Before that day, the working motto for the Foundation was: “Live like Lutz. Love like Lutz. Lead like Lutz.”

After that, it became: “Live like Lutz. Love like Lutz. Learn from Lutz.”

The message had crystallized.

Mike had to give a fully three-dimensional view of his son.

He found his calling

There was so much in his 23 years to celebrate. Preceding Wednesday’s speech at Auburn was a short video showing Philip in action on the field and off — and he was as entertaining to behold in either venue.

He was the guy who showed up to a team Halloween party dressed up like Woody in “Toy Story.” He was the only player who could get away with calling coach Gus Malzahn “Big Guy.”

Oh, how CBS’ Verne Lundquist loved to call his name. You almost could see him smile every time he got to say “Lutzenkirchen!”

His senior season at Auburn was shortened by injury, and his NFL experience was condensed to one training camp in St. Louis.

“When he was injured, you saw how that affected him and affected the team, you could tell he was someone everybody looked up to,” said Jeremy Roberts, an associate AD for operations at Auburn.

Philip had found post-playing work with a financial firm in Montgomery, Ala.

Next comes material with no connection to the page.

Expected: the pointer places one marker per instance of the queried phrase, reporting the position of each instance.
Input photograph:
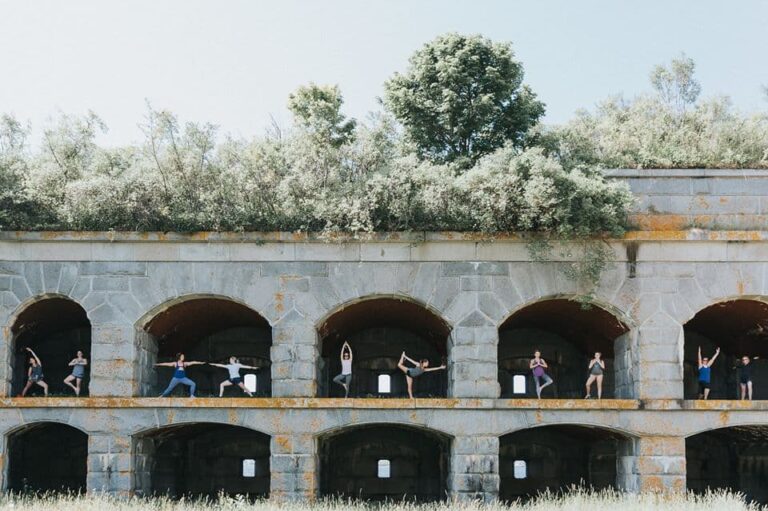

Shortly before he died, he lined up a volunteer coaching position at a high school there. He told his father he had found his calling: To coach football.

He was not just another example of what happens when reason is clouded by drink. He was a fun-loving, big-hearted young man, too. The last photo Philip sent his father was from the farm where he spent that weekend, posing face to face with a horse. “He looked like he was going to kiss it,” Mike joked.

“Essentially Philip lived a life that we wished all of our sons would live,” said Kim Hudson, who now is on the board of the Lutz 43 Foundation. “His values were second to none. He was one of the most wise people his age. But with the last 24 hours of his life, he made some bad choices that led to a tragedy.”

And in his last moments, there live other lessons, the ones that continue to bring home each of Mike Lutzenkirchen’s talks.

Take your pick: Don’t drink to such excess that all judgment is overwhelmed; have a plan for your nights out; use a seat belt; drive with some respect for the limits.

“There are a lot of things for me to be bitter and disappointed about,” Mike said. “But if you really want to know what I’m disappointed about, it’s that Phillip and his friends didn’t look out for each other that day.”

So, he replays over and over the most beautiful and most heartbreaking of memories for strangers, choking up at some point at nearly every telling.

Why? How can you continue to cut this vein and bleed on command parents ask Mike all the time.

“It’s simple,” he said.

“Either you live in a hole or you climb out of it. I haven’t earned the right yet to sit next to my son one day and understand why at 23 this happened. So I’m fighting like hell for that right to sit with him.

“I’m selfish that way.”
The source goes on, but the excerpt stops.